Machine learning-based analysis of Ebola virus' impact on gene expression in nonhuman primates

Front Artif Intell. 2024 Aug 30:7:1405332. doi: 10.3389/frai.2024.1405332. eCollection 2024.

Abstract

Introduction: This study introduces the Supervised Magnitude-Altitude Scoring (SMAS) methodology, a novel machine learning-based approach for analyzing gene expression data from non-human primates (NHPs) infected with Ebola virus (EBOV). By focusing on host-pathogen interactions, this research aims to enhance the understanding and identification of critical biomarkers for Ebola infection.

Methods: We utilized a comprehensive dataset of NanoString gene expression profiles from Ebola-infected NHPs. The SMAS system combines gene selection based on both statistical significance and expression changes. Employing linear classifiers such as logistic regression, the method facilitates precise differentiation between RT-qPCR positive and negative NHP samples.

Results: The application of SMAS led to the identification of IFI6 and IFI27 as key biomarkers, which demonstrated perfect predictive performance with 100% accuracy and optimal Area Under the Curve (AUC) metrics in classifying various stages of Ebola infection.
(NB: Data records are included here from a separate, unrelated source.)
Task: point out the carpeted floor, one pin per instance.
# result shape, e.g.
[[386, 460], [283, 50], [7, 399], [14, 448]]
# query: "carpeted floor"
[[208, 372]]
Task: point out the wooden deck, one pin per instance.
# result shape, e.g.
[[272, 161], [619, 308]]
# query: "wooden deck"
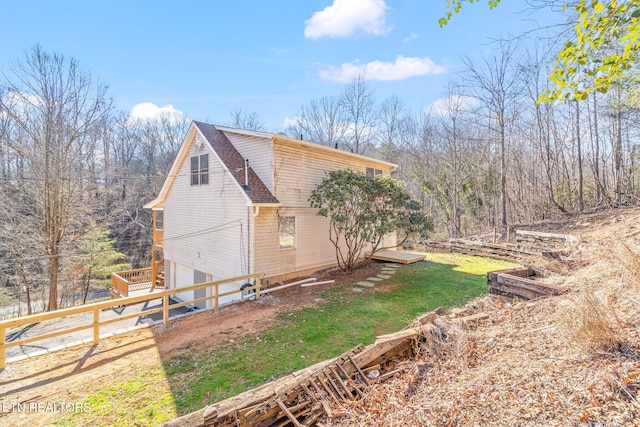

Additionally, genes including MX1, OAS1, and ISG15 were significantly upregulated, underscoring their vital roles in the immune response to EBOV.

Discussion: Gene Ontology (GO) analysis further elucidated the involvement of these genes in critical biological processes and immune response pathways, reinforcing their significance in Ebola pathogenesis. Our findings highlight the efficacy of the SMAS methodology in revealing complex genetic interactions and response mechanisms, which are essential for advancing the development of diagnostic tools and therapeutic strategies.

Conclusion: This study provides valuable insights into EBOV pathogenesis, demonstrating the potential of SMAS to enhance the precision of diagnostics and interventions for Ebola and other viral infections.

Keywords: Ebola virus infection; biomarker discovery; gene expression profiling; machine learning in virology; transcriptomic analysis.

Grants and funding

The author(s) declare financial support was received for the research, authorship, and/or publication of this article. Effort sponsored by the U.S. Government under HDTRA 12310003, “Host signaling mechanisms contributing to endothelial damage in hemorrhagic fever virus infection,” PI: Narayanan. The US Government is authorized to reproduce and distribute reprints for Governmental purposes, notwithstanding any copyright notation thereon. The views and conclusions contained herein are those of the authors and should not be interpreted as necessarily representing the official policies or endorsements, either expressed or implied, of the U.S. Government.